Indexing Esri Geodatabases and Shapefiles

Dependencies

To index Esri Geodatabase items, ArcGIS and Python are required. NOTE: If ArcGIS is installed, the correct version of Python is likely to already be installed. However, if Python is not installed, it will be required to install the correct version of Python that is supported by ArcGIS:

ArcGIS 10.0 requires Python 2.6
ArcGIS 10.1 and 10.2 require Python 2.7

Indexing Data

After confirming the dependencies, it’s necessary to add a new location. Here are the steps to create a new location and some sample configurations.

Go to Manage Voyager
Click Locations
Click New Location
Click the Databases (Advanced)
Select ArcGIS Geodatabase in the Connections drop-down list
Edit the configuration.

Configuration Examples

Example 1

This configuration indexes all the tables and feature classes in an Esri File Geodatabase. It includes all the fields and maps only one field for all tables. The use of the asterisk (*) in this configuration means to include all fields, all tables and apply the mapping to all tables. It is not recommended to set the multiprocessing option to true unless the Geodatabase contains a large set of tables and these tables contain a large number of records; for large Geodatabases, multiprocessing may help improve performance.

{
    "name": "TemplateGDB",
    "type": "python",
    "config": {
        "fields": {
            "include": ["*"]
        },
    "tables": [
    {
        "name": "*",
        "action": "INCLUDE"
    },
    {
        "name": "*",
        "map": {
            "NAME ": "name"
            }
    } ],
    "multiprocessing": "false",
    "path": "C:\\GISData\\TemplateData.gdb"
    }
}

Example 2

There are two ways to index a single table or feature class.
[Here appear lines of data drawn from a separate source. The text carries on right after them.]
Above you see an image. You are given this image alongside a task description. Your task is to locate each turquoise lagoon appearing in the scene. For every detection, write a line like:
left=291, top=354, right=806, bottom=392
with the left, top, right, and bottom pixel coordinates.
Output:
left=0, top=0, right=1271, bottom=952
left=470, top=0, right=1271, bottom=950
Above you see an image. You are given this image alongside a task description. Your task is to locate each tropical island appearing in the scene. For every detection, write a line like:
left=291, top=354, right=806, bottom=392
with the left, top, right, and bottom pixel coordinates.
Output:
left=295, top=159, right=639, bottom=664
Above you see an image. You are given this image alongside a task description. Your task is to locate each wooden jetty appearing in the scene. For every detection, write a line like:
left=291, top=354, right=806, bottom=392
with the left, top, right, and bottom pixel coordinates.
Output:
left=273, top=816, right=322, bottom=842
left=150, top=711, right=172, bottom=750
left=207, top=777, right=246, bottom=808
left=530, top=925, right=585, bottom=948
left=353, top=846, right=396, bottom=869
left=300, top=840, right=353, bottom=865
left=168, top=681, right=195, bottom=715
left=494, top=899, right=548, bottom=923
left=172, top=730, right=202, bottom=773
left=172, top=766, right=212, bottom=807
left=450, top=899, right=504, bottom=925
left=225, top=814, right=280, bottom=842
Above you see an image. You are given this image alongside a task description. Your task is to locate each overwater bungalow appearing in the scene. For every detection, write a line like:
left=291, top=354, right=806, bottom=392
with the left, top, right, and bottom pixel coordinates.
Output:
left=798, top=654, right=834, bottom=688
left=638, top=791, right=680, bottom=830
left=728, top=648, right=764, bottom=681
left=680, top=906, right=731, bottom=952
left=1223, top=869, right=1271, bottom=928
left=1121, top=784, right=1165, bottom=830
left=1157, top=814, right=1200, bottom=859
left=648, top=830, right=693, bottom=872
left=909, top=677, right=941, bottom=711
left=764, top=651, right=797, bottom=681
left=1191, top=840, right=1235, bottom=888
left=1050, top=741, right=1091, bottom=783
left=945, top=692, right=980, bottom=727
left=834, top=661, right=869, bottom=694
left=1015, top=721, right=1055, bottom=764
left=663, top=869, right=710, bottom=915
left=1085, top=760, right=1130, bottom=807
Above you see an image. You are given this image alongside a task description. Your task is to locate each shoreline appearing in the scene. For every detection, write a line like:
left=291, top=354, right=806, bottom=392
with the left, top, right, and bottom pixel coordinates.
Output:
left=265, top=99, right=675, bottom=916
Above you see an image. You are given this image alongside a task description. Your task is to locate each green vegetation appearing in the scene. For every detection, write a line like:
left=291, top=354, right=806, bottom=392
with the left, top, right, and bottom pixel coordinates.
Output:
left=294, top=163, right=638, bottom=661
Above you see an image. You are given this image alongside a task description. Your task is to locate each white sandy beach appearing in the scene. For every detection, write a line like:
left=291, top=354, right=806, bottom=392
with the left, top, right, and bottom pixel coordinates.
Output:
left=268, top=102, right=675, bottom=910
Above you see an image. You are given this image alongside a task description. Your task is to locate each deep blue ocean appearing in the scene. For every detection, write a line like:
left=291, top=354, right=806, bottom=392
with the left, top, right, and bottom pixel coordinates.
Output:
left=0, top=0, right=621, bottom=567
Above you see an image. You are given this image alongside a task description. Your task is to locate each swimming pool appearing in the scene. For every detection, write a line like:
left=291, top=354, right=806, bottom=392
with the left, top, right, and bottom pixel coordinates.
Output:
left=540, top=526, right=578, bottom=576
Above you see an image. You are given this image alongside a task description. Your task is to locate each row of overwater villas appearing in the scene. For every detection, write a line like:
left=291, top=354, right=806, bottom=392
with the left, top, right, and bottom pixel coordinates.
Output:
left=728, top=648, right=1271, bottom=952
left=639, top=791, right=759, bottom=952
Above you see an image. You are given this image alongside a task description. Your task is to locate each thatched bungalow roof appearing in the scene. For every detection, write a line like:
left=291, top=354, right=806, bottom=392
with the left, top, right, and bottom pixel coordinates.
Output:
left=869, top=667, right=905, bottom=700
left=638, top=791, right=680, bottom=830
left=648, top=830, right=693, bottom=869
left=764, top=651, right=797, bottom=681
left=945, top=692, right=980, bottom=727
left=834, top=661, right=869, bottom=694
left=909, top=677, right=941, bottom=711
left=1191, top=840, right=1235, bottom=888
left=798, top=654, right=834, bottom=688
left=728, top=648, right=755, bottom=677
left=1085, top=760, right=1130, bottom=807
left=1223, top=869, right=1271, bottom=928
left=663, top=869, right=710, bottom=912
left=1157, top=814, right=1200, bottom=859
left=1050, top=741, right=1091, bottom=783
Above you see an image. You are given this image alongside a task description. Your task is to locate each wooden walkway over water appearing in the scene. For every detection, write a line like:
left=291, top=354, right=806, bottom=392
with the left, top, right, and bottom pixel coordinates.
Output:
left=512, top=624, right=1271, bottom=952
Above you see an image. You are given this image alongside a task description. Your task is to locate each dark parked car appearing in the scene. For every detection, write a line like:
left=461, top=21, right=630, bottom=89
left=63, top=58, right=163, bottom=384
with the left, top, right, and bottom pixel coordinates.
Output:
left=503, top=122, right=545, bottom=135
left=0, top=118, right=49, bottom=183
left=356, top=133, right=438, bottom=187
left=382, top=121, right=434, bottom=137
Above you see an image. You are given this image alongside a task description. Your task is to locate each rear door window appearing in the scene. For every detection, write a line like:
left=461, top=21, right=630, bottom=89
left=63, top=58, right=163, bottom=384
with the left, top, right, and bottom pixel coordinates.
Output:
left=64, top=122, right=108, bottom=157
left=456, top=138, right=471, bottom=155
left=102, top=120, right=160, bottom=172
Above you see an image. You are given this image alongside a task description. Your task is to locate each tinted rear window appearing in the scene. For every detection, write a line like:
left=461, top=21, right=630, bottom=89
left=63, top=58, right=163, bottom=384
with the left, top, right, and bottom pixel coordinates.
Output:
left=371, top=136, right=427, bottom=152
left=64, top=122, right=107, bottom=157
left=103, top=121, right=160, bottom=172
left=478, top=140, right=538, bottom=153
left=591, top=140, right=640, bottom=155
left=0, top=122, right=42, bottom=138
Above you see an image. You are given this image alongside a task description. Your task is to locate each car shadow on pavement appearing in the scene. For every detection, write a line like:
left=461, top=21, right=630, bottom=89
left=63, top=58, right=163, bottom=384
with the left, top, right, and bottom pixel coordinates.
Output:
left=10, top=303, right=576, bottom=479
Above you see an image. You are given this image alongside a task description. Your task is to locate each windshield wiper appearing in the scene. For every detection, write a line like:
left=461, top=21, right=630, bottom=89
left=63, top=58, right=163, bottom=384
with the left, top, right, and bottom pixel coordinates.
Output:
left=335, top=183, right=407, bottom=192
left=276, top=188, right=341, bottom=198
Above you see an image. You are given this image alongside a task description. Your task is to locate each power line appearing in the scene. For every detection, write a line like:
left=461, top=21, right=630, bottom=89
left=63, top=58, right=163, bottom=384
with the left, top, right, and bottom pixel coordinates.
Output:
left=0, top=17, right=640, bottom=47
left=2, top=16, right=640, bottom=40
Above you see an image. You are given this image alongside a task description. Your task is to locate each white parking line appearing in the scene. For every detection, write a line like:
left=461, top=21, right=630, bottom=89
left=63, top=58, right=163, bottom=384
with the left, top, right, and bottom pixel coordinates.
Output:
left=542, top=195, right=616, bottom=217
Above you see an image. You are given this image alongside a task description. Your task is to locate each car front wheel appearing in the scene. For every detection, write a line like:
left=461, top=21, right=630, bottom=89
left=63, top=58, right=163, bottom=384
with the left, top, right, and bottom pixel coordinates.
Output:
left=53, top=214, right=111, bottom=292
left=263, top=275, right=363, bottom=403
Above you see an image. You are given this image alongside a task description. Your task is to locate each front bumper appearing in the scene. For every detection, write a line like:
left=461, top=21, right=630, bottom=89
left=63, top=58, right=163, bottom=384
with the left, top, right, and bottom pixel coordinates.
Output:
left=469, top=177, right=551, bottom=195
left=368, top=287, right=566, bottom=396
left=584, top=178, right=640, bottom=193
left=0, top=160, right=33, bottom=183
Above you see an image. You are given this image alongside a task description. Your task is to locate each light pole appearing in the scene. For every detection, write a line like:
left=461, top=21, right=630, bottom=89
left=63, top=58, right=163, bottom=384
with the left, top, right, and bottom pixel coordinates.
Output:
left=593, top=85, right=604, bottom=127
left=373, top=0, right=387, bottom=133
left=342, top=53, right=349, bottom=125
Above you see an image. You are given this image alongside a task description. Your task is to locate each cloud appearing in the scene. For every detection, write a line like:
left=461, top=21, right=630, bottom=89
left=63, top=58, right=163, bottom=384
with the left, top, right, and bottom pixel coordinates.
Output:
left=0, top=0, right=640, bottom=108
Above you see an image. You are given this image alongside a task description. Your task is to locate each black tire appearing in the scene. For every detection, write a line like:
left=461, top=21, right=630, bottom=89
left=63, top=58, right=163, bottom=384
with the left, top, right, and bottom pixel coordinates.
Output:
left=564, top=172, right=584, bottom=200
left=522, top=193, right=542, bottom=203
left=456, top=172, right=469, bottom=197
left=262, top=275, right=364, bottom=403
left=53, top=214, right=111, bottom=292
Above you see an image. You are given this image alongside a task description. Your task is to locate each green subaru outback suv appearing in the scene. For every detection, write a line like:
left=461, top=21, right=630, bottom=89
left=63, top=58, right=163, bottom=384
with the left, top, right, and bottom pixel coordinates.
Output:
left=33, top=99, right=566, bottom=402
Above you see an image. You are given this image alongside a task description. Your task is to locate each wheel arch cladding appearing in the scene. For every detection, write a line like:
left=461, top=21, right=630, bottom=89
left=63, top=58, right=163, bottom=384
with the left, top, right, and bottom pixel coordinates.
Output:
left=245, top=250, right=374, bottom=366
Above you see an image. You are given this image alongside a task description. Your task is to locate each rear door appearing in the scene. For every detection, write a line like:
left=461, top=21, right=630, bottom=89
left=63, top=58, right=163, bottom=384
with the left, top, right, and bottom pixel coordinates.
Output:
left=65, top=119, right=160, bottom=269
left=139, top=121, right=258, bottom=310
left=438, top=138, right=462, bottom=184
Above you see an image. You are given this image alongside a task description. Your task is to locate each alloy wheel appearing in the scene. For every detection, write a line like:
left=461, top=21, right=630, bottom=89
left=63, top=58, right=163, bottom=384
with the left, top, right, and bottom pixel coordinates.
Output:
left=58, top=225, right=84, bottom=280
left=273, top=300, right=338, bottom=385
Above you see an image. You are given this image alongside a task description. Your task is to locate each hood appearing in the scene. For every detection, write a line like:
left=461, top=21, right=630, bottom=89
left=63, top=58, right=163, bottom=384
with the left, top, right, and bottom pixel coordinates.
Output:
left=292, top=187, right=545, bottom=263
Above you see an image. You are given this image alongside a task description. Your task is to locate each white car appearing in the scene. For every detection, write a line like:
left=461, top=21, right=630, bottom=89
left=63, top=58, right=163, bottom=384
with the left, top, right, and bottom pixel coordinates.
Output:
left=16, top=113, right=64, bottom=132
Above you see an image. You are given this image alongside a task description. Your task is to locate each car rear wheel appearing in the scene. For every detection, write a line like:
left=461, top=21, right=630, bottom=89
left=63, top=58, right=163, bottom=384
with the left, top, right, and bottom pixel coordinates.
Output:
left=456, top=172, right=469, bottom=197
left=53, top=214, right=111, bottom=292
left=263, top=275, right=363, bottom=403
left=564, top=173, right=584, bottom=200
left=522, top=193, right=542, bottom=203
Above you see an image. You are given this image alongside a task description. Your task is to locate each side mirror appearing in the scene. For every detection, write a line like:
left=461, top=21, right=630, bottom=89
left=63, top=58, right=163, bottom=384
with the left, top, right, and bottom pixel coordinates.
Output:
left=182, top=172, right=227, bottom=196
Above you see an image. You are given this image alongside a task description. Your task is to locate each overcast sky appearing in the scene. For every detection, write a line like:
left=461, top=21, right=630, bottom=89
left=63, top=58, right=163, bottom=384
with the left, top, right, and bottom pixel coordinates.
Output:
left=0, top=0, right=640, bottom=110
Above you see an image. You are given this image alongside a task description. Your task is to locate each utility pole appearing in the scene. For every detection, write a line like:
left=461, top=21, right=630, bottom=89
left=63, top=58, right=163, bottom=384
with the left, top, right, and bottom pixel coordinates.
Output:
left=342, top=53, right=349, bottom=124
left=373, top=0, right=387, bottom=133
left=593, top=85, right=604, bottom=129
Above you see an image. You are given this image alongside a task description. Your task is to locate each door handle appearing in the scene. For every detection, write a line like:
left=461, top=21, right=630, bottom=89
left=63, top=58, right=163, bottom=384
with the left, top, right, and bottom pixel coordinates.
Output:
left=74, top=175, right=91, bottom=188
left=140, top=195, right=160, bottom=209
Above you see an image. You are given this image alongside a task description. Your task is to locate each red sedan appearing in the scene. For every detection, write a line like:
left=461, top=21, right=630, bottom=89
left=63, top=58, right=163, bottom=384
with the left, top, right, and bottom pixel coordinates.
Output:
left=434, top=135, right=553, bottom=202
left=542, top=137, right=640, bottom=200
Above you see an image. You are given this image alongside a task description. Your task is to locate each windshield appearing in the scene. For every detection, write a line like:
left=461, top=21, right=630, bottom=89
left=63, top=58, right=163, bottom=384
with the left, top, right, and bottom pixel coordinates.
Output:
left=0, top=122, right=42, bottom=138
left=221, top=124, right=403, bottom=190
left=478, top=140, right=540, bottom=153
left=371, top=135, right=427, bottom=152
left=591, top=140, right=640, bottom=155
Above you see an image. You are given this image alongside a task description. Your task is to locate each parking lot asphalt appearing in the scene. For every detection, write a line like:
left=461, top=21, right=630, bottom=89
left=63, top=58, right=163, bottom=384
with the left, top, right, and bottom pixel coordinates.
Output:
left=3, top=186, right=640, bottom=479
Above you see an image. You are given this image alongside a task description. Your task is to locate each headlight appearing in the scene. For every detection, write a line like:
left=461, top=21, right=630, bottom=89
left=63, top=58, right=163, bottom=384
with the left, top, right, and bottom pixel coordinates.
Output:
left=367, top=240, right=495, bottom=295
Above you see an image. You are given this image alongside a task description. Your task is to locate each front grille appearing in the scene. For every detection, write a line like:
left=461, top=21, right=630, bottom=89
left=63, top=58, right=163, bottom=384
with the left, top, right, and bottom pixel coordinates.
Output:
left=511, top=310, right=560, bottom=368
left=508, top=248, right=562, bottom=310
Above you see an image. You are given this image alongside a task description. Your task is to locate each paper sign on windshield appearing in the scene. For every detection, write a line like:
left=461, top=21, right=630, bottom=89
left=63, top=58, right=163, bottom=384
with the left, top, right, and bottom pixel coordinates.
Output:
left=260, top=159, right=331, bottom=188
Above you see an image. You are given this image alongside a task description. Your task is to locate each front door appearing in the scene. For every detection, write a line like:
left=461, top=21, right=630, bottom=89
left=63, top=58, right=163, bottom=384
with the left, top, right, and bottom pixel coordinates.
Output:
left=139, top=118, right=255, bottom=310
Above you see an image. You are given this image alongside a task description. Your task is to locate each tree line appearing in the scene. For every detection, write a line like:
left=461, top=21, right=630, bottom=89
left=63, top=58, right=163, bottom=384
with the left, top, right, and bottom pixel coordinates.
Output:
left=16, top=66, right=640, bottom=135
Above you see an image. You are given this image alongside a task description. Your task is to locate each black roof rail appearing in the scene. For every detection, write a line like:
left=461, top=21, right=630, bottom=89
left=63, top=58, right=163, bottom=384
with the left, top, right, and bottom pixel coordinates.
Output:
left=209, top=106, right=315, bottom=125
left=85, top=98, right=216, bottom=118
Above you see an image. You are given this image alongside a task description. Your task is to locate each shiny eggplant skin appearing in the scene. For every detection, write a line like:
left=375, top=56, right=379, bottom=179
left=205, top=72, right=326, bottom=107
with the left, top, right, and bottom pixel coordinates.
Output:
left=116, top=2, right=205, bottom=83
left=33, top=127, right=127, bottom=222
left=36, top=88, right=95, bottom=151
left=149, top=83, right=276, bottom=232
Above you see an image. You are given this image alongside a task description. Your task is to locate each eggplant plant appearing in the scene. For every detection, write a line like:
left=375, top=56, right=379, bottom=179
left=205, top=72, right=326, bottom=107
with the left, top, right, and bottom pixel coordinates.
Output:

Option 1: Set the path to the full catalog path:

{
    "name": "WORLD_CITIES",
    "type": "python",
    "config": {
        "fields": {
            "include": ["*"]
        },
    "tables": [
    {
        "name": "*",
        "action": "INCLUDE"
    },
    {
        "name": "*",
        "map": {
            "NAME ": "name"
            }
    } ],
    "multiprocessing": "false",
    "path": "C:\\GISData\\TemplateData.gdb\\World\\City"
    }
}

Option 2: Set the table name in the tables section:

{
    "name": "WORLD_CITIES",
    "type": "python",
    "config": {
        "fields": {
            "include": ["*"]
        },
    "tables": [
    {
        "name": "City",
        "action": "INCLUDE"
    },
    {
        "name": "*",
        "map": {
            "NAME ": "name"
            }
    } ],
    "multiprocessing": "false",
    "path": "C:\\GISData\\TemplateData.gdb "
    }
}

Example 3

This example demonstrates the following:

Index only tables starting with the prefix STATE or CITIES
Include only fields that are prefixed with STATE or CITY
Mapping field, STATE_NAME for all tables and map field CITY_NAME for only the City table
Use queries and constraints to limit the number of rows that are indexed. See the Usage notes below for further explanation.

{
	"name": "USA_FDS",
	"type": "python",
	"config": {
		"fields": {
			"include": ["STATES*", "CITY*"]
    },
    "tables": [
		{
			"name": "STATES*",
			"action": "INCLUDE"
		},
		{
			"name": "CITIES*",
			"action": "INCLUDE"
		},
		{
			"name": "*",
			"map": {
				"STATE_NAME": "name"
			},
			"query": "STATE_NAME = 'California'"
		},
		{
			"name": "CITIES",
			"map": {"CITY_NAME": "name"},
			"constraint": "POP1990 > 100000"
		}
    ],
    "multiprocessing": "false",
    "path": "C:\\GISData\\TemplateData.gdb\\USA"
	}
}

Usage Notes

In Example 3, the query is performed for all tables and the constraint and query are combined when indexing the City table. Therefore, the expression used when indexing the City table will be “STATE_NAME = ‘California’ AND POP1990 > 100000”. If a query was used for City instead of a constraint, then the expression would only be “POP1990 > 100000”.
A table cannot have a query and a constraint.
The asterisk (*) is used to perform wild card searches to limit tables, fields and field mapping.
Geographic information is included in the index for feature data. For point features, the X and Y coordinate location is indexed. For other geometries, the extent coordinates (bounding box) is recorded.
An Esri Shapefile can also be indexed. This can be done by setting the path option to the path of the shapefile. Other data types such as dBASE, CAD and SDC can be indexed.
After you add a location, you can edit the generalization value of geometries. This value determines how much the geometry will be simplified before being indexed. The default value is 0.5, which maintains the geometries' shape as much as possible but reduces the number of vertices in an attempt to reduce the size of the feature in the index.